Sollaud Standards Track [Page 5] RFC 4749 RTP Payload Format for G.729.1 October 2006

5.3. Payload Header: FT Field

 FT (4 bits): Frame type of the frame(s) in this packet, as per the
 following table:
                |   FT  | encoding rate | frame size |
                |   0   |     8 kbps    |  20 octets |
                |   1   |    12 kbps    |  30 octets |
                |   2   |    14 kbps    |  35 octets |
                |   3   |    16 kbps    |  40 octets |
                |   4   |    18 kbps    |  45 octets |
                |   5   |    20 kbps    |  50 octets |
                |   6   |    22 kbps    |  55 octets |
                |   7   |    24 kbps    |  60 octets |
                |   8   |    26 kbps    |  65 octets |
                |   9   |    28 kbps    |  70 octets |
                |   10  |    30 kbps    |  75 octets |
                |   11  |    32 kbps    |  80 octets |
                | 12-14 |   (reserved)  |            |
                |   15  |    NO_DATA    |      0     |
 The FT value 15 (NO_DATA) indicates that there is no audio data in
 the payload.  This MAY be used to update the MBS value when there is
 no audio frame to transmit.  The payload will then be reduced to the
 payload header.
 If a payload with a reserved FT value is received, the whole payload
 MUST be ignored.

5.4. Audio Data

 Audio data of a payload contains one or more consecutive audio frames
 at the same bit rate.  The audio frames are packed in order of time,
 that is, oldest first.
 The size of one frame is given by the FT field, as per the table in
 Section 5.3, and the actual number of frames is easy to infer from
 the size of the audio data part:
    nb_frames = (size_of_audio_data) / (size_of_one_frame).
 Only full frames must be considered.  So if there is a remainder to
 the division above, the corresponding remaining bytes in the received
 payload MUST be ignored.

Sollaud Standards Track [Page 6] RFC 4749 RTP Payload Format for G.729.1 October 2006

 Note that if FT=15, there will be no audio frame in the payload.

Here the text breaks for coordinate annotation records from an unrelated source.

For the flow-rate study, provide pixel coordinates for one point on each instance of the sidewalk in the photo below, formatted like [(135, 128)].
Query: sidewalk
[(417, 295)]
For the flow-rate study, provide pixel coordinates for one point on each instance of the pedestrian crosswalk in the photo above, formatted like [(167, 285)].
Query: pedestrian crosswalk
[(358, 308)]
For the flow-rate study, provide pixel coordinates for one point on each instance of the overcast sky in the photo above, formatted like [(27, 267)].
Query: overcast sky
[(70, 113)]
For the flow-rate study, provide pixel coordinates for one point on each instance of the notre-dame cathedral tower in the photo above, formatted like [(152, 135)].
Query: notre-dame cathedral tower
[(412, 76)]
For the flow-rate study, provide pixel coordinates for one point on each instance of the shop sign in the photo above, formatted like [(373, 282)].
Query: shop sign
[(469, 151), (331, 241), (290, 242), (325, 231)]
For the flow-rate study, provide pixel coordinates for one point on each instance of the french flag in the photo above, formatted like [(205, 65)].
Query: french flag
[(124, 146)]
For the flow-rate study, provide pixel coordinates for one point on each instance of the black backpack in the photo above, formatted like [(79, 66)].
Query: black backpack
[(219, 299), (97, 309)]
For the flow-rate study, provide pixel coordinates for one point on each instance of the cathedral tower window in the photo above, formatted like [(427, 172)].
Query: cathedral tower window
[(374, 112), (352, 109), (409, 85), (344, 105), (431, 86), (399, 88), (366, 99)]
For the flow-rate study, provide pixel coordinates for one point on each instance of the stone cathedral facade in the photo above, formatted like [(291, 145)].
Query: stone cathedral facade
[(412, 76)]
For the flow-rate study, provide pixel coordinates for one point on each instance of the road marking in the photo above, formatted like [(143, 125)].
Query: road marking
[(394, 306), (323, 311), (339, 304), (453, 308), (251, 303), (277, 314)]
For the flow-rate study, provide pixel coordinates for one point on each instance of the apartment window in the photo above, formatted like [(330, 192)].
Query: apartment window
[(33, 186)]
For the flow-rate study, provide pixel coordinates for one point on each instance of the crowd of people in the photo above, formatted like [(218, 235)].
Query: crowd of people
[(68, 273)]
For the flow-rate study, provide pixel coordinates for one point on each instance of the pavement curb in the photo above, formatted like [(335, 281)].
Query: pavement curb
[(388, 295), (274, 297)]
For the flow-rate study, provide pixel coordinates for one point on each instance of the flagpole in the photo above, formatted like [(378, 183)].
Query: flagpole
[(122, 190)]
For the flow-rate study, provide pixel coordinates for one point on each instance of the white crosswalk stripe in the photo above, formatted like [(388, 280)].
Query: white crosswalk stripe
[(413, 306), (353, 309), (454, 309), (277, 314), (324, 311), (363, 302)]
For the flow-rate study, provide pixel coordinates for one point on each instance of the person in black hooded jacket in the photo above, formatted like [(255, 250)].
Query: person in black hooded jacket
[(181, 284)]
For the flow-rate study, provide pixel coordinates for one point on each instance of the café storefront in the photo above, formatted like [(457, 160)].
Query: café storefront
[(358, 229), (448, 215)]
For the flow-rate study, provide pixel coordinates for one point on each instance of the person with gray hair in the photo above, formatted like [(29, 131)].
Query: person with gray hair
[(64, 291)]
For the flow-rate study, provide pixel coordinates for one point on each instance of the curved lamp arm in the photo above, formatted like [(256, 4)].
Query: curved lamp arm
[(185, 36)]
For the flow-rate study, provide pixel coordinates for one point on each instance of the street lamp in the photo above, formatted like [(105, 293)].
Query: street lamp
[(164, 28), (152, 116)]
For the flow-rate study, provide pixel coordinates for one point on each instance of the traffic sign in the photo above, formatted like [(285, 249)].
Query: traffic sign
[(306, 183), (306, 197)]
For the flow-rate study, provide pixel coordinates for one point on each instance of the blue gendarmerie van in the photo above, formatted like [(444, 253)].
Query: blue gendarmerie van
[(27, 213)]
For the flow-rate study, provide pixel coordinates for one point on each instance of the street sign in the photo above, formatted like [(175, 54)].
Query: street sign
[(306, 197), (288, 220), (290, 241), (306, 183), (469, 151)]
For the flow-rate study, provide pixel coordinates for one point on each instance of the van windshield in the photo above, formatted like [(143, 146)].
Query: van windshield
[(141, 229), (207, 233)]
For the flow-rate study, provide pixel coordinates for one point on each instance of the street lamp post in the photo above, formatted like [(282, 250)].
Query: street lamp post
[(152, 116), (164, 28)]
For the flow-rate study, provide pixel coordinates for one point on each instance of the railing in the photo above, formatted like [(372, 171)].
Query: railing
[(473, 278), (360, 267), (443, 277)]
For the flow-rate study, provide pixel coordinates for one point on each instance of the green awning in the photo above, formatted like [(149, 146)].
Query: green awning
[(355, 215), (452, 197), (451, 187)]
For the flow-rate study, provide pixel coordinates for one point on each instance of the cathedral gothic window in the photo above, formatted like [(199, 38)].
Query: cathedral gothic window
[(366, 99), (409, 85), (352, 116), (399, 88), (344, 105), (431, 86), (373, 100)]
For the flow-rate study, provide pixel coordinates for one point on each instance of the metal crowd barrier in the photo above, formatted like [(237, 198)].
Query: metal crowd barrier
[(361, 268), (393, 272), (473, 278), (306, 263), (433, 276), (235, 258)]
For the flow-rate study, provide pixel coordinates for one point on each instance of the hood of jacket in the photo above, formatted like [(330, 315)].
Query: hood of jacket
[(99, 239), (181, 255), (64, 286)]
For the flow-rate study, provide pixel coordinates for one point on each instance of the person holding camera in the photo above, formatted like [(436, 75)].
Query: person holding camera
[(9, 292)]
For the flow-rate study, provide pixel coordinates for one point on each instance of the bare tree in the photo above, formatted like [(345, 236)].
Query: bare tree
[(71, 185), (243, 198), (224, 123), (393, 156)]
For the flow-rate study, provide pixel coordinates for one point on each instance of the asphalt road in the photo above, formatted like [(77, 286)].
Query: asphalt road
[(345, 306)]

6. Payload Format Parameters

 This section defines the parameters that may be used to configure
 optional features in the G.729.1 RTP transmission.
 The parameters are defined here as part of the media subtype
 registration for the G.729.1 codec.  A mapping of the parameters into
 the Session Description Protocol (SDP) [5] is also provided for those
 applications that use SDP.  In control protocols that do not use MIME
 or SDP, the media type parameters must be mapped to the appropriate
 format used with that control protocol.

6.1. Media Type Registration

 This registration is done using the template defined in RFC 4288 [6]
 and following RFC 3555 [7].
 Type name: audio
 Subtype name: G7291
 Required parameters: none
 Optional parameters:
 maxbitrate:  the absolute maximum codec bit rate for the session, in
    bits per second.  Permissible values are 8000, 12000, 14000,
    16000, 18000, 20000, 22000, 24000, 26000, 28000, 30000, and 32000.
    32000 is implied if this parameter is omitted.  The maxbitrate
    restricts the range of bit rates which can be used.  The bit rates
    indicated by FT and MBS fields in the RTP packets MUST NOT exceed
 mbs:  the current maximum codec bit rate supported as a receiver, in
    bits per second.  Permissible values are in the same set as for
    the maxbitrate parameter, with the constraint that mbs MUST be
    lower or equal to maxbitrate.  If the mbs parameter is omitted, it
    is set to the maxbitrate value.  So if both mbs and maxbitrate are
    omitted, they are both set to 32000.  The mbs parameter
    corresponds to a MBS value in the RTP packets as per table in
    Section 5.2 of RFC 4749.  Note that this parameter may be
    dynamically updated by the MBS field of the RTP packets sent; it
    is not an absolute value for the session.
 ptime:  the recommended length of time (in milliseconds) represented
    by the media in a packet.  See Section 6 of RFC 4566 [5].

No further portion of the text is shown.